True stories, ghost stories, folk legends, classic fairy tales, tall tales and more indicate the breadth of African American cultural traditions. Retold from a variety of sources, the stories flow smoothly in Hamilton's expertly measured prose. The full-color illustrations, one per story, are lush and detailed, like the Dillons' work in Pish, Posh, Said Hieronymus Bosch. In a handsome oversize format, the book itself reflects unusually high production values. Text and art are laid against a buff background in a sophisticated but uncrowded page design, and the volume is bound with an unusually heavy casing. It will need that sturdiness, for these are tales to be read over and over again. Ages 6-up. (Nov.)
The storytelling is dramatic and direct in this collection of 19 tales about African American females, beautifully retold by Hamilton in a wide variety of simple, colloquial voices and styles.
"There was this glory-looking young girl in the times when animals talked. She was Lena, beauty."
Animal tales, "pourquoi" tales, tales of the supernatural, legends, tall tales, and factual accounts are gathered in a large-size volume designed for group sharing, with big, clear type and wide margins. The stories also leave lots of space; the endings leave you wondering.
The Dillons' glowingly detailed acrylic illustrations extend the horror, comedy, rhythm, and spirit of the tales, ranging from the glamour of the mermaid to the creepy terror of the Cat Woman to the legendary power of Annie Christmas, who was "coal black and tree tall."
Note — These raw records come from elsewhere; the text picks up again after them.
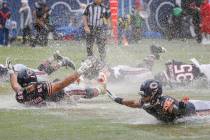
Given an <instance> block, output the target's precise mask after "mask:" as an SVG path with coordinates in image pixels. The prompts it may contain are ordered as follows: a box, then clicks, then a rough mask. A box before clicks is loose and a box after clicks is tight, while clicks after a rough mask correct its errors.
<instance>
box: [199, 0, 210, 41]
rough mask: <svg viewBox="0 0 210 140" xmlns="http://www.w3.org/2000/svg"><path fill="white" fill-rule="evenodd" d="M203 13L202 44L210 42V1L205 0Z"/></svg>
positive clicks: (200, 10)
mask: <svg viewBox="0 0 210 140" xmlns="http://www.w3.org/2000/svg"><path fill="white" fill-rule="evenodd" d="M200 14H201V32H202V42H201V43H202V44H204V45H206V44H210V40H208V34H210V1H209V0H204V2H203V4H202V5H201V7H200Z"/></svg>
As in Hamilton's exquisite collection The People Could Fly (1985), the notes on the stories -- where they came from, how they traveled and changed, what they mean -- are as fascinating as the tales themselves. Reading about women who labored "from dayclean to daylean" and who made up stories in the great, lonesome night will inspire many young people to read more about folklore and to collect stories from family and community.
Older readers may want to read this collection with Goss' new adult collection Jump Up and Say!.